Where should you study abroad?

Study+abroad

From eating croissants in Paris to celebrating carnival in Rio de Janeiro, studying abroad can be the ultimate adventure. It's the chance to explore a different culture, make new friends, and enjoy a truly international experience—but how do you choose where to go when there are so many amazing options? 

Before you start packing your passport and imagining all those envy-inducing social media posts, have a think about what your study abroad could potentially do for you and your future career. Have a look online for universities renowned for teaching and research for the subject you want to study. Universities tend to have lists of the classes available on their websites so you can see exactly what would be available to you if you were to go there. 
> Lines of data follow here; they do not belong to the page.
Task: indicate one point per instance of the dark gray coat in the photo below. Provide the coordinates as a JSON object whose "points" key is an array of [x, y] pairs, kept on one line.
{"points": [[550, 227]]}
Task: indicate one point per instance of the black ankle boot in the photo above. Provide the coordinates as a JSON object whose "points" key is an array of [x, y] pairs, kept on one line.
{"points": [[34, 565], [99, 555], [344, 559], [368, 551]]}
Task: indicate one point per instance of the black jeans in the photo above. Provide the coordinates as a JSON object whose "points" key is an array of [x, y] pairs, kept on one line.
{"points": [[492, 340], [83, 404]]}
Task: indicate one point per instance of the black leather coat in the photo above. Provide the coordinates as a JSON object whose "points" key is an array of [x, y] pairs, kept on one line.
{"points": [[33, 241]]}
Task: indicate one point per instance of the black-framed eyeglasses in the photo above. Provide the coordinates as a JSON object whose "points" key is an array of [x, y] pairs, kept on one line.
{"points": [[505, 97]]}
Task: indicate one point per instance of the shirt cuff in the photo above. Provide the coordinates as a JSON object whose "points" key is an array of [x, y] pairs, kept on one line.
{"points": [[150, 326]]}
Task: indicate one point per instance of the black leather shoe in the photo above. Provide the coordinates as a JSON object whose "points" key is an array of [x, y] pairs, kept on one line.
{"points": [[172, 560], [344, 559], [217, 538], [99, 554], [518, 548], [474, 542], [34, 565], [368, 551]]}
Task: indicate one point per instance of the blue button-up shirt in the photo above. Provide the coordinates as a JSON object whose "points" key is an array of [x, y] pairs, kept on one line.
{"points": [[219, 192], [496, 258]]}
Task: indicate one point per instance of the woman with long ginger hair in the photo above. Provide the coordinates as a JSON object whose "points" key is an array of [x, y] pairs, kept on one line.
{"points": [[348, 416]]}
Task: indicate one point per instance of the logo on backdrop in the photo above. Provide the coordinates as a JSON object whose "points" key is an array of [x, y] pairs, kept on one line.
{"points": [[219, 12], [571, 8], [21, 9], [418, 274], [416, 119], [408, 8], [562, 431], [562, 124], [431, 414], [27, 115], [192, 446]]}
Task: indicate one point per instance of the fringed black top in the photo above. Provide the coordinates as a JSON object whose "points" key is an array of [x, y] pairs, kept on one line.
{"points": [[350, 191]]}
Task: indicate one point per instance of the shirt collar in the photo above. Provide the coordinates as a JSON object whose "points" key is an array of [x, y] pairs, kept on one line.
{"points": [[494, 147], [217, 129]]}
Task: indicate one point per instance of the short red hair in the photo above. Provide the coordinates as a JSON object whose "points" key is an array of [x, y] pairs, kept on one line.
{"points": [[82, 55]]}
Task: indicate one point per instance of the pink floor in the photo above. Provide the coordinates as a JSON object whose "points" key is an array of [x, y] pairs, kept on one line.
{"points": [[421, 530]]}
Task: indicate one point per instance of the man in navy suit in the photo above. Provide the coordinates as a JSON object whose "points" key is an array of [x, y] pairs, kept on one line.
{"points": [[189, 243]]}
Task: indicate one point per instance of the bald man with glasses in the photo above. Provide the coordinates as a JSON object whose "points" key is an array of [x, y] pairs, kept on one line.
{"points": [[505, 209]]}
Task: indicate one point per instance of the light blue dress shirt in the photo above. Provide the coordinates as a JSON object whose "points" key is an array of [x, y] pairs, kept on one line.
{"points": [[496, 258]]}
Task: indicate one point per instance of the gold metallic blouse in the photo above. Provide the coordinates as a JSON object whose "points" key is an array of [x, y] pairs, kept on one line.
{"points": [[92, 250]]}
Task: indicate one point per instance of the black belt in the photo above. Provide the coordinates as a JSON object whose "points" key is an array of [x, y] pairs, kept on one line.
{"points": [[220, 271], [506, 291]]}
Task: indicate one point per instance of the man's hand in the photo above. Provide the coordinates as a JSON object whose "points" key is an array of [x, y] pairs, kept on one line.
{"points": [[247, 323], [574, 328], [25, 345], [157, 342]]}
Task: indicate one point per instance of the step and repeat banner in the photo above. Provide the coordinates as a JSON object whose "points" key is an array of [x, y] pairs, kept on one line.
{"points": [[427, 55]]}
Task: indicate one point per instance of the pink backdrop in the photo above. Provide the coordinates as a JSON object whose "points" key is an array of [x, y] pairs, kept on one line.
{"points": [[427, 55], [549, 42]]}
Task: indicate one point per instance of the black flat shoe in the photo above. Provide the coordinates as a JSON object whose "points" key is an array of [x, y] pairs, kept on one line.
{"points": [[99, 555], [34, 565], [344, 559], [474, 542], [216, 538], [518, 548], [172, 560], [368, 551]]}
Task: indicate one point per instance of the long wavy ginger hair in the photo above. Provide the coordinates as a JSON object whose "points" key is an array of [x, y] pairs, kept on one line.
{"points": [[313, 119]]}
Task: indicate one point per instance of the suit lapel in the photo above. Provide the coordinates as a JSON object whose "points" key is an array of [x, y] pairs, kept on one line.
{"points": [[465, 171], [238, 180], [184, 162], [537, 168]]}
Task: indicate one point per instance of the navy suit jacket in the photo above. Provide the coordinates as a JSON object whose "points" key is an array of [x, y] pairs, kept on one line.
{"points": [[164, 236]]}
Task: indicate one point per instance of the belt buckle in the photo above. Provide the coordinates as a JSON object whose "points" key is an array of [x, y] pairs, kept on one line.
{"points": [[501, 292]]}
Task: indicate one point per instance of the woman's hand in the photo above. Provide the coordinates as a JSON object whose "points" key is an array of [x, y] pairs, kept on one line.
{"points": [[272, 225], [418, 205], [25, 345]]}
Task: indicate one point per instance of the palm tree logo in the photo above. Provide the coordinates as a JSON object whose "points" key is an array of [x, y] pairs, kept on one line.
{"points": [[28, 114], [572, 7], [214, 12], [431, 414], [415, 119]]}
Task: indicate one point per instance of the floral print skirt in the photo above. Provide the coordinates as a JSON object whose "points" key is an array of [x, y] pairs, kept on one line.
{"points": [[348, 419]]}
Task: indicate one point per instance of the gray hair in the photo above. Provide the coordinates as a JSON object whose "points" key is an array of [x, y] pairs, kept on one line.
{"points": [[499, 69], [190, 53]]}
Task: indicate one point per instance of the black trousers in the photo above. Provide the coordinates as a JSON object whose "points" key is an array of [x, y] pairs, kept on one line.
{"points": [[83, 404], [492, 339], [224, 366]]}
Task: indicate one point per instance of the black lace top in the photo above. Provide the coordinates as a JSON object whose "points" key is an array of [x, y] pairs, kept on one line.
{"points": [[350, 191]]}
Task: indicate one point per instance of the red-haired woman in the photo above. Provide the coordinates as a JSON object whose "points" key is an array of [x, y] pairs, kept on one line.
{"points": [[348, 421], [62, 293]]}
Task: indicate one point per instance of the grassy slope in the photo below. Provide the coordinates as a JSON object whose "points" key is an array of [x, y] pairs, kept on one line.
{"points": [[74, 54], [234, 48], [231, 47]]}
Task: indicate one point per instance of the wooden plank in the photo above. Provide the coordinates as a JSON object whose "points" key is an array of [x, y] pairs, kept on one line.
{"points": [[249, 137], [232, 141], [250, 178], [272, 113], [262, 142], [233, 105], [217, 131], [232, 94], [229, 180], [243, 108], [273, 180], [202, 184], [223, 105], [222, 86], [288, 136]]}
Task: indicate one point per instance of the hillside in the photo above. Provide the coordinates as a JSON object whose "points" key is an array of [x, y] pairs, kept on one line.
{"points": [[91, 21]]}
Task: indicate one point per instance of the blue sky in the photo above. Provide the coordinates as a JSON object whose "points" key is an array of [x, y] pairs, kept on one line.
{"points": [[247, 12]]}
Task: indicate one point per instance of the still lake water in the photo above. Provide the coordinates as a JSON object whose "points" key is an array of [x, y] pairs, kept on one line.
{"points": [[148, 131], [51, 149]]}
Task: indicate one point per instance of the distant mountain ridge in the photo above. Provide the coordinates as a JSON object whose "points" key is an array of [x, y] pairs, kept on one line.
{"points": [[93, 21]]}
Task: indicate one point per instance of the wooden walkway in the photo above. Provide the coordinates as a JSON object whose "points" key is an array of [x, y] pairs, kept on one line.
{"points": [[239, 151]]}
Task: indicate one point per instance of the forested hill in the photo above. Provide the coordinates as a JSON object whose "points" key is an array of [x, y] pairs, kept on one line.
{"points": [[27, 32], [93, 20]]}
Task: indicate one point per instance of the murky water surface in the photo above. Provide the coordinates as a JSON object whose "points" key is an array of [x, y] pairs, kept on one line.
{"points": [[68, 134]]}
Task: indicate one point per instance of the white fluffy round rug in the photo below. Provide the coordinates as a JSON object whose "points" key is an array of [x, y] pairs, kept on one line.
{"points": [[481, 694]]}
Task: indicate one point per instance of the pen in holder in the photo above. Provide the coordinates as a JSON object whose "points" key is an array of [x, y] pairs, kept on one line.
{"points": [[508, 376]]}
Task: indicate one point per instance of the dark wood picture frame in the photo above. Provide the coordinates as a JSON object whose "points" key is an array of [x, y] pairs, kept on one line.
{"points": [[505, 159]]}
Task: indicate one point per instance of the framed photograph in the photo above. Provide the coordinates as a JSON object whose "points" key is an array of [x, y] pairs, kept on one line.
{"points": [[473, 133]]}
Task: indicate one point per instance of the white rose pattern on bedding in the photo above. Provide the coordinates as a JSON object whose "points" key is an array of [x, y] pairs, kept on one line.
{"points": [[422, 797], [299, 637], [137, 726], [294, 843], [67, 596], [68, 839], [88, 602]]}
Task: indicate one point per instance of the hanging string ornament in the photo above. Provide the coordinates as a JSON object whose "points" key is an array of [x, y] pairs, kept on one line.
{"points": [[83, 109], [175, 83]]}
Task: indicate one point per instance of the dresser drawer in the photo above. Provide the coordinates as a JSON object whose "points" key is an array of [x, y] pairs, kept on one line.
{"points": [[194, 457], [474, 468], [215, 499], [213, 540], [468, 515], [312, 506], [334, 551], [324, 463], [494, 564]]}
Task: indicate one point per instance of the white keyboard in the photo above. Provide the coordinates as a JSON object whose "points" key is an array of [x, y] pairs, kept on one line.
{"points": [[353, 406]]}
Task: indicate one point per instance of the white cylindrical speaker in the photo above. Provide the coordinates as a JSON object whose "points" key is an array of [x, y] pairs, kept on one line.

Remember to talk to your university about possible funding opportunities for different countries and schemes. Some countries and universities offer generous funding or bursaries for study abroad students, and in Europe, the Erasmus program helps support many students realize their dreams of a foreign study experience for free. Aside from considering the general cost of living (much higher in places like Australia and the USA than many Central European, Latin American, and Asian countries), take into account the potential for a part-time job in your chosen location, with big cities usually offering more local working opportunities than small towns. 

It’s also essential to consider your motivations for going abroad—do you want to learn a language, improve a skill, or experience a totally different way of living? For some, a relaxed beach lifestyle in San Sebastian might be the ultimate goal, while for others an exciting semester of exotic foods, language classes, and modern living in Tokyo could be the ideal experience. Distance from home and friends is also a factor for many international students, and don’t forget to consider things like traveling while you're there—for example, Europe is better located for affordably exploring other countries than Australia. You need to take full advantage of this once in a lifetime experience!

Once you've decided where to go, don't forget to sort out any documents you might need such as photocopies of your ID, your travel insurance details and health history. You should also make sure you have plenty of time left before your passport expires to avoid a last-minute (and possibly very pricey!) trip home to renew it. Have you considered visa requirements for different countries? If you have a passport from certain countries outside of the EU and you're going to study in the Schengen area, you may need to apply for a Schengen visa. You can easily check if you need to apply on the Europ Assistance website.

So where will you be applying to study next year?